Free tissue transfer for the treatment of facial paralysis.

作者信息

Chuang David Chwei-Chin

机构信息

Department of Plastic Surgery, Chang Gung Memorial Hospital, Chang Gung University, Taipei-Linkou, Taiwan.

出版信息

Facial Plast Surg. 2008 May;24(2):194-203. doi: 10.1055/s-2008-1075834.

Abstract

Long-standing facial paralysis requires the introduction of viable, innervated dynamic muscle to restore facial movement. The options include regional muscle transfer and microvascular free tissue transfer. There are advantages and disadvantages of each. Briefly, the regional muscle transfer procedures are reliable and provide immediate return of movement. However, the movement is not of a spontaneous mimetic nature. Free tissue transfer, in contrast, offers the possibility of synchronous, mimetic movement. It does, however, require a prolonged healing time in comparison with that of regional muscle transfer. The choice is made by physician and patient together, taking into account their preferences and biases. Muscle-alone free tissue transfer is our preferred option for reanimation of uncomplicated facial paralysis without skin or soft tissue deficits. Combined muscle and other tissue (most are skin flap) is another preferred option for more challenging complex facial paralysis with skin or soft tissue deficits after tumor excision. Gracilis flap is the author's first choice of muscle transplantation for both reconstructions. From 1986 to 2006, gracilis functioning free muscle transplantation (FFMT) was performed at Chang Gung Memorial Hospital for facial reanimation in 249 cases of facial paralysis. The main etiology is postoperative complication and Bell's palsy. The innervating nerve comes mostly from contralateral facial nerve branches, few from ipsilateral facial nerve due to tumor ablation, and from ipsilateral motor branch to masseter or spinal accessory nerve due to Möbius syndrome.
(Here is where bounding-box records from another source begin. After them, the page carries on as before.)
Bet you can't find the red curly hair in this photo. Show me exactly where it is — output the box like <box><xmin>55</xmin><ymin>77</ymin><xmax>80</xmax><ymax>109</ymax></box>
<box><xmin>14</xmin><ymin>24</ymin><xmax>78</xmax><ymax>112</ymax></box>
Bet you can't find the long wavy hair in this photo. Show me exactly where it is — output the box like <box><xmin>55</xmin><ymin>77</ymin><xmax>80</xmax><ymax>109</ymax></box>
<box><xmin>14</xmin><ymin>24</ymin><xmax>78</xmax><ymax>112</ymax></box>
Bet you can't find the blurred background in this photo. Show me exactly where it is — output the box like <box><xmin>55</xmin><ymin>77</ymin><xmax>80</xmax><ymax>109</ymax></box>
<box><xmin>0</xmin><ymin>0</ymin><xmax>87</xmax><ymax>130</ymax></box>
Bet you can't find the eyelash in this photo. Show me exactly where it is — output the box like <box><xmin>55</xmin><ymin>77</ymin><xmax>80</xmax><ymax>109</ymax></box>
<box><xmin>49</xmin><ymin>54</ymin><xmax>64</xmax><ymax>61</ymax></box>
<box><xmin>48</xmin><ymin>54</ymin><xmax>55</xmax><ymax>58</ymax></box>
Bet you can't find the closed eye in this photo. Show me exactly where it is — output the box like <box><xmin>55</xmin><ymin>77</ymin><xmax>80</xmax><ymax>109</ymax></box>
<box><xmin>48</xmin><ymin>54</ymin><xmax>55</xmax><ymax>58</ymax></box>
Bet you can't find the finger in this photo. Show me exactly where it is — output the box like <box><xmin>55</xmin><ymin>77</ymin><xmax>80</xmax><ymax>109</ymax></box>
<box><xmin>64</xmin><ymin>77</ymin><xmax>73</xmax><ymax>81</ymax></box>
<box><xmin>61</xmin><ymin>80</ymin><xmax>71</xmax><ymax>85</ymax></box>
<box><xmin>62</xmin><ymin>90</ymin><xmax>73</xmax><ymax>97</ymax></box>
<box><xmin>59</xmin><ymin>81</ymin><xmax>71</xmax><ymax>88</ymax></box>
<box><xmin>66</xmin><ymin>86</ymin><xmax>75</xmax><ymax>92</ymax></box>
We have evolutionally used a short nerve graft (10 to 15 cm) to cross the face in the first stage; after a 6- to 9-month waiting period, gracilis FFMT was performed for the second stage of the reconstruction. The technique of evolution has shown encouraging results to achieve the goal of rapid restoration and fewer scars on the donor leg.

摘要

长期面瘫需要引入有活力、有神经支配的动态肌肉来恢复面部运动。选择包括区域肌肉转移和微血管游离组织转移。每种方法都有优缺点。简而言之,区域肌肉转移手术可靠,能使面部运动立即恢复。然而,这种运动并非自发模仿性质。相比之下,游离组织转移提供了同步模仿运动的可能性。不过,与区域肌肉转移相比,它需要更长的愈合时间。选择由医生和患者共同做出,同时考虑他们的偏好和倾向。单纯肌肉游离组织转移是我们治疗无皮肤或软组织缺损的单纯性面瘫恢复面部功能的首选方法。肌肉与其他组织(大多数是皮瓣)联合转移是治疗肿瘤切除后伴有皮肤或软组织缺损的更具挑战性的复杂性面瘫的另一种首选方法。股薄肌皮瓣是作者进行这两种重建手术时肌肉移植的首选。1986年至2006年,长庚纪念医院对249例面瘫患者进行了股薄肌功能性游离肌肉移植(FFMT)以恢复面部功能。主要病因是术后并发症和贝尔面瘫。支配神经大多来自对侧面神经分支,因肿瘤切除很少来自同侧面神经,因莫比乌斯综合征来自同侧咬肌运动支或副神经。我们在第一阶段逐渐采用一段短神经移植物(10至15厘米)穿过面部;经过6至9个月的等待期后,进行第二阶段的股薄肌FFMT重建手术。这种逐步改进的技术已显示出令人鼓舞的结果,实现了快速恢复且供区腿部疤痕较少的目标。